1st Prime Minister of PR Bosnia and Herzegovina
- In office 27 April 1945 – September 1948
- Preceded by: Office established
- Succeeded by: Đuro Pucar

Minister for PR Bosnia and Herzegovina in the Provisional Government of DF Yugoslavia
- In office 7 March 1945 – 11 November 1945
- Prime Minister: Josip Broz Tito
- Preceded by: Office established
- Succeeded by: Office abolished

Personal details
- Born: Rodoljub Čolaković 7 June 1900 Bijeljina, Bosnia and Herzegovina, Austria-Hungary
- Died: 30 March 1983 (aged 82) Belgrade, SR Serbia, Yugoslavia
- Citizenship: Yugoslav
- Party: SKJ (1919–1983)
- Spouse: Milica Zorić-Čolaković
- Occupation: Soldier, politician, journalist
- Awards: 10 Yugoslav and 2 international decorations, including Order of the People's Hero Order of the Hero of Socialist Labour Order of National Liberation Partisan 1941 Commemorative Medal Order of Polonia Restituta Order of Kutuzov (full list below)

Military service
- Allegiance: Yugoslavia (1941–1945)
- Branch/service: Yugoslav People's Army National Liberation Army
- Years of service: 1941–1945
- Rank: Major general
- Battles/wars: Spanish Civil War World War II

= Rodoljub Čolaković =

Yugoslav partisan (1900–1983)

Rodoljub "Roćko" Čolaković (Родољуб Чолаковић; 7 June 1900 – 30 March 1983) was a Yugoslav politician, journalist and writer who served as the 1st Prime Minister of PR Bosnia and Herzegovina and as the Minister for PR Bosnia and Herzegovina in the Provisional Government of DF Yugoslavia led by Josip Broz Tito. He was a major general in the Yugoslav People's Army and in the National Liberation Army during World War II.

==Biography==
Born in Bijeljina, Bosnia and Herzegovina, Austria-Hungary on 7 June 1900, Čolaković joined the League of Communists of Yugoslavia in April 1919 as a student. Later, he joined Red Justice, a left-wing terrorist organisation which assassinated Yugoslav interior minister Milorad Drašković on 21 July 1921. For his role in the assassination, Čolaković was sentenced to 12 years in prison. While serving his sentence, he made friends with many notable Yugoslav communists, including Moša Pijade with whom he translated Das Kapital and other seminal Marxist texts into Serbo-Croatian.

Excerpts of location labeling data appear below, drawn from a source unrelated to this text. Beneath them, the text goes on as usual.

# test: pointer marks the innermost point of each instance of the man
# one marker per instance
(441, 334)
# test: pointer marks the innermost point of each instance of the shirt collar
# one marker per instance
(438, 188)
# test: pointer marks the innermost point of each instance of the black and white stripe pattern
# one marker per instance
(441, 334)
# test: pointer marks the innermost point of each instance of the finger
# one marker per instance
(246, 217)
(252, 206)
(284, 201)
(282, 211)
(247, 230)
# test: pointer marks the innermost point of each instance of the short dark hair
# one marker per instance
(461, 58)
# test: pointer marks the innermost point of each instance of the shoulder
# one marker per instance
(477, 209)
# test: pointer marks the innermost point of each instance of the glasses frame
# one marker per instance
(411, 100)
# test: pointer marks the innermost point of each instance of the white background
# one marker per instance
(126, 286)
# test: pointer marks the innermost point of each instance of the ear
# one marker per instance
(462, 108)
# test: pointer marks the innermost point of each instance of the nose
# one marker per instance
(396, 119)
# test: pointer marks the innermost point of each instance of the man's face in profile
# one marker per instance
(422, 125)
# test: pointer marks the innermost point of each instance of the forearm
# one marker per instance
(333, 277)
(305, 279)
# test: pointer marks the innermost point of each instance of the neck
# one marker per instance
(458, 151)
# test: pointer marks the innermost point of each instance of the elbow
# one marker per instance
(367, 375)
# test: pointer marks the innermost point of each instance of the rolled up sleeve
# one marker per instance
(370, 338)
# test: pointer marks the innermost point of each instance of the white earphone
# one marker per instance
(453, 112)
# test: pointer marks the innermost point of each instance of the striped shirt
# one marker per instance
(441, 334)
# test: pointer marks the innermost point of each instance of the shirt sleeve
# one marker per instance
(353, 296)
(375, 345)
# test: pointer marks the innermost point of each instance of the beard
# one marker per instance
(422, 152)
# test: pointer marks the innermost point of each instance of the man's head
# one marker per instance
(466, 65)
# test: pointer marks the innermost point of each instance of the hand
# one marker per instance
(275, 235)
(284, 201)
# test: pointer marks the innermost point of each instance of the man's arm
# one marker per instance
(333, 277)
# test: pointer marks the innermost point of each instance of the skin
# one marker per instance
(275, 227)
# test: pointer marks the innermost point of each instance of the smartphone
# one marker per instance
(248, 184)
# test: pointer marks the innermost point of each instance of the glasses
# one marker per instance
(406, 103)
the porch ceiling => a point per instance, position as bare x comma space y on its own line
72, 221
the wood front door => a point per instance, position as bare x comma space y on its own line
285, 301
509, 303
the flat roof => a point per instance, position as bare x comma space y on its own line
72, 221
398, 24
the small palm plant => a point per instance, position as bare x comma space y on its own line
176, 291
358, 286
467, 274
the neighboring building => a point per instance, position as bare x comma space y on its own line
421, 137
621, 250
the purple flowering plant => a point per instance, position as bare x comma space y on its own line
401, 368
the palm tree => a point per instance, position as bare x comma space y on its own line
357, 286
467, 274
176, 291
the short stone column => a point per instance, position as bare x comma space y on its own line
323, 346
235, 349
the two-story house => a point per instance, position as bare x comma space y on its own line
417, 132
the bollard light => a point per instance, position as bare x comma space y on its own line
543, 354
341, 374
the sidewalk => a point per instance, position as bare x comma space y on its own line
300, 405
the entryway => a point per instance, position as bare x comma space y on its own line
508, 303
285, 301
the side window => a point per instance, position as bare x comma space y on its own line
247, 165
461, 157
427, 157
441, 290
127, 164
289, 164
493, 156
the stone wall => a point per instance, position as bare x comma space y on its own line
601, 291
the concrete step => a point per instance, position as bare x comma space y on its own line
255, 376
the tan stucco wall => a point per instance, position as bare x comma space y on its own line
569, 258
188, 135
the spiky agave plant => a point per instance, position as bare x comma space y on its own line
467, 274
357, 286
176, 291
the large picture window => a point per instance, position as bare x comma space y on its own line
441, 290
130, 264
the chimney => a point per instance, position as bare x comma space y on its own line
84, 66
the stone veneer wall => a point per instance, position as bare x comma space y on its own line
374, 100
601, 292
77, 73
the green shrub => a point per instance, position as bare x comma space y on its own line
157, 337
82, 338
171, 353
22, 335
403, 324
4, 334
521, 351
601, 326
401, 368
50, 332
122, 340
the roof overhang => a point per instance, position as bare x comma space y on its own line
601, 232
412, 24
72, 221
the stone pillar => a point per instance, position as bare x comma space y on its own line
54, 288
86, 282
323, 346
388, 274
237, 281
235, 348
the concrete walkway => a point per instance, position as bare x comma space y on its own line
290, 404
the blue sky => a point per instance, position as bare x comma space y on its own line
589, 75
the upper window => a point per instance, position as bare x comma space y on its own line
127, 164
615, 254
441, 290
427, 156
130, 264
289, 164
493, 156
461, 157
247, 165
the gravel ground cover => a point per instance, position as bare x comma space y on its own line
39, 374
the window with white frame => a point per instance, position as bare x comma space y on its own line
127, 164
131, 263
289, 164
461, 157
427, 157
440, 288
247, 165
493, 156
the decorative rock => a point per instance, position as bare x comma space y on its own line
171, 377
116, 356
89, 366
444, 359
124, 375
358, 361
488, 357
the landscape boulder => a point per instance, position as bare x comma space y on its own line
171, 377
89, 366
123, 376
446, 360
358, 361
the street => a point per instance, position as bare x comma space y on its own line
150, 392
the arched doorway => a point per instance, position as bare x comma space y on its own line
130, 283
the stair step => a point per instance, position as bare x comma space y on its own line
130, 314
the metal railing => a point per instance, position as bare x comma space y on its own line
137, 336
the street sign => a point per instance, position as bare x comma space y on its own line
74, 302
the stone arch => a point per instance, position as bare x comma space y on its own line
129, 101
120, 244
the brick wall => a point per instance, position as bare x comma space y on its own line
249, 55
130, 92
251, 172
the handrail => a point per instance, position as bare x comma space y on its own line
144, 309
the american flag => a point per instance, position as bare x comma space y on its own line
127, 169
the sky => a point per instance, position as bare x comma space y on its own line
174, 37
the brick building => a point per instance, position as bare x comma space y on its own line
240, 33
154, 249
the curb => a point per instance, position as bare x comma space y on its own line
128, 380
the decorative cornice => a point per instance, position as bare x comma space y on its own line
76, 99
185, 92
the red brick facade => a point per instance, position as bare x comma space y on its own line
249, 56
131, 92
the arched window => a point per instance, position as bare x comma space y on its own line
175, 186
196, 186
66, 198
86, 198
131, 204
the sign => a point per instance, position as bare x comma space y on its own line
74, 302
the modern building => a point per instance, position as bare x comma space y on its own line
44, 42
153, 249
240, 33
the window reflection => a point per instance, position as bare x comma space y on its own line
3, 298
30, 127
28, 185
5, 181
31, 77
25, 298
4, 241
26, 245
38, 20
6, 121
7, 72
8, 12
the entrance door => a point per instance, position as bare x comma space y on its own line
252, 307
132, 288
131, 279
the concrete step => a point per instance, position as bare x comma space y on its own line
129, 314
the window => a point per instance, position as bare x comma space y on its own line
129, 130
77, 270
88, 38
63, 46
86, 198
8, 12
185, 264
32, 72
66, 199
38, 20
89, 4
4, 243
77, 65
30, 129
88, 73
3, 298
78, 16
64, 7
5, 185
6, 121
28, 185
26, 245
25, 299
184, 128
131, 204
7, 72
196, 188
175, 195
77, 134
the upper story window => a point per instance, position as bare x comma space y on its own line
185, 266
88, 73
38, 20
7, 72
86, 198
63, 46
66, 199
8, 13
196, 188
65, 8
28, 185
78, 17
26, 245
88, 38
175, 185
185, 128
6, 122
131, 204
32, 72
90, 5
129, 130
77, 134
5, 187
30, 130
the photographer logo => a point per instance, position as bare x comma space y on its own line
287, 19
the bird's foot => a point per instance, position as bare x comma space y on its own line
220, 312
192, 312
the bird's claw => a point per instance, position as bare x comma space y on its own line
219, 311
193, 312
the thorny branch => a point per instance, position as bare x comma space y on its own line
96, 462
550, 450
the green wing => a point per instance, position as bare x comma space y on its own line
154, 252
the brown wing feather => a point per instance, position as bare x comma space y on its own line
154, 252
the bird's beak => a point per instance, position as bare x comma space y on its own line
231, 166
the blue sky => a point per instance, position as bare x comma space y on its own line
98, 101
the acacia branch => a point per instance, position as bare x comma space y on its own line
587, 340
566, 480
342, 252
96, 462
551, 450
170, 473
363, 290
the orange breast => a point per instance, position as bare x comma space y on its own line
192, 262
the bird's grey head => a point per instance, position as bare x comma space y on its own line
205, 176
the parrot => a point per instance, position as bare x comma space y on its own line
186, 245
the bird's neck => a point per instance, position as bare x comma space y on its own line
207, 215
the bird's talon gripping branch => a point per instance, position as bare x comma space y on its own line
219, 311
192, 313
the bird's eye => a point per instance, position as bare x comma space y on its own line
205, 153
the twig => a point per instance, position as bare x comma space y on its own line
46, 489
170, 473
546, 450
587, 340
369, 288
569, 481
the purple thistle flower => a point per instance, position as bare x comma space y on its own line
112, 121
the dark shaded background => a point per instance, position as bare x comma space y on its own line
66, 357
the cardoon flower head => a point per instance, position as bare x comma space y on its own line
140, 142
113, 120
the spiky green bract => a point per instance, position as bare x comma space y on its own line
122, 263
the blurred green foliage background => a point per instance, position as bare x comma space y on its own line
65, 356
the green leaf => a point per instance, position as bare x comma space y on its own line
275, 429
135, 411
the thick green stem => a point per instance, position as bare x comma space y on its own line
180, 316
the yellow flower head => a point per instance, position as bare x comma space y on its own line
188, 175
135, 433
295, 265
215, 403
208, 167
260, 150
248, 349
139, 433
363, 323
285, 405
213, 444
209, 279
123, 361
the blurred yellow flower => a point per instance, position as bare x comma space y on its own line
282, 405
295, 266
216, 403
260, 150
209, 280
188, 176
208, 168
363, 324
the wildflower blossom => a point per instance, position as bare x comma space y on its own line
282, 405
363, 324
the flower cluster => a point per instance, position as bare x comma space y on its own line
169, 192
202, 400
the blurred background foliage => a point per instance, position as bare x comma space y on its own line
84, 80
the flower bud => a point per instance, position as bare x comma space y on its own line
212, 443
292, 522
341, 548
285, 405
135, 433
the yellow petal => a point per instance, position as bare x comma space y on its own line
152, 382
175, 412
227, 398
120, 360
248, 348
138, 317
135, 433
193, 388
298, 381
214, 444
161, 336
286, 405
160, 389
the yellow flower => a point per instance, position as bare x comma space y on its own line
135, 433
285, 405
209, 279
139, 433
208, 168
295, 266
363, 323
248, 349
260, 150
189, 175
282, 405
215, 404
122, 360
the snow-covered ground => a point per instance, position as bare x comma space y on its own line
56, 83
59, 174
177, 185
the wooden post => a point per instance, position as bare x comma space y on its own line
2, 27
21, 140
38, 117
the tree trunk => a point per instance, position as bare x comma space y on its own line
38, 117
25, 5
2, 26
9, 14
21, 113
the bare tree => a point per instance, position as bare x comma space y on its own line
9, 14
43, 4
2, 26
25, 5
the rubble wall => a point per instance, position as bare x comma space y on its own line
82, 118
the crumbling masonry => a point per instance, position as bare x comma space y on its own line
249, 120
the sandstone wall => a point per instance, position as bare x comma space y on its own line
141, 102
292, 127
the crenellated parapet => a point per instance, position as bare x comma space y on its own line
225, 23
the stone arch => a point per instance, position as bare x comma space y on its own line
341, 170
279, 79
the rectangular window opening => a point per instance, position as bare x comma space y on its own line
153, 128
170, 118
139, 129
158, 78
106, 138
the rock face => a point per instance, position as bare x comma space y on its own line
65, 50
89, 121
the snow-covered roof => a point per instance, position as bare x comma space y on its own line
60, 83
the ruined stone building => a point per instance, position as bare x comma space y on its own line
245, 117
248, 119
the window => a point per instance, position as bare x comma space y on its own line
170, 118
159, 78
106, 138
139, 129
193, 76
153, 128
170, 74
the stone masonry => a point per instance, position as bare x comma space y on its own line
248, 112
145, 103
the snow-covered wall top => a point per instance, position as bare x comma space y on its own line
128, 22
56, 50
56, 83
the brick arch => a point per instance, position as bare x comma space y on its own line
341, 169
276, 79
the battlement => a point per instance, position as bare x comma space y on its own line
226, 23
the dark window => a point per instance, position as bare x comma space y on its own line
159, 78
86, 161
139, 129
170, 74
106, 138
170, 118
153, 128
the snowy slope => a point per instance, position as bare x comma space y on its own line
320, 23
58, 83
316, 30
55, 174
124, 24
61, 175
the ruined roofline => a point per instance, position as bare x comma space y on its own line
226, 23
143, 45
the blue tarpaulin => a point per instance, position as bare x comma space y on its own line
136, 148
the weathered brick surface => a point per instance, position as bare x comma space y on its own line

After his release, Čolaković emigrated to the Soviet Union and in 1937 travelled to Spain to take part in the Spanish Civil War on the Republican side. He later came back to Yugoslavia, participating in World War II. In Donja Trnova in 1943, he founded and became first editor-in-chief of the Oslobođenje.

Between 1946 and 1955, Čolaković published five volumes of Zapisa iz oslobodilačkog rata ("Memoir of the liberation war") from his war diaries. In addition to writing newspaper articles, propaganda leaflets and books on World War II, he also published two autobiographies Kuća oplakana ("House of Mourning") and Kazivanje o jednom pokolenju ("Stories of One Generation). Čolaković died on 30 March 1983 at the age of 82 in Belgrade.

==Awards and decorations==
===Domestic awards===
After World War II, Čolaković was awarded many high profile Yugoslav orders, the biggest one of them being the Order of the People's Hero, which he was awarded on 27 November 1953.

| 1st Row | Order of the People's Hero |  |  |  |  |  |
| 2nd Row | Order of the Hero of Socialist Labour | Order of National Liberation | Order of the Yugoslav Flag |
| 3rd Row | Order of Merits for the People | Order of Brotherhood and Unity | — |
| 4th Row | Order of Bravery | Commemorative Medal of the Partisans of 1941 | — |
Note: All Yugoslav decorations are now defunct.

===Foreign awards===
Čolaković was also awarded two foreign orders; the Polish Order of Polonia Restituta and the Soviet Order of Kutuzov.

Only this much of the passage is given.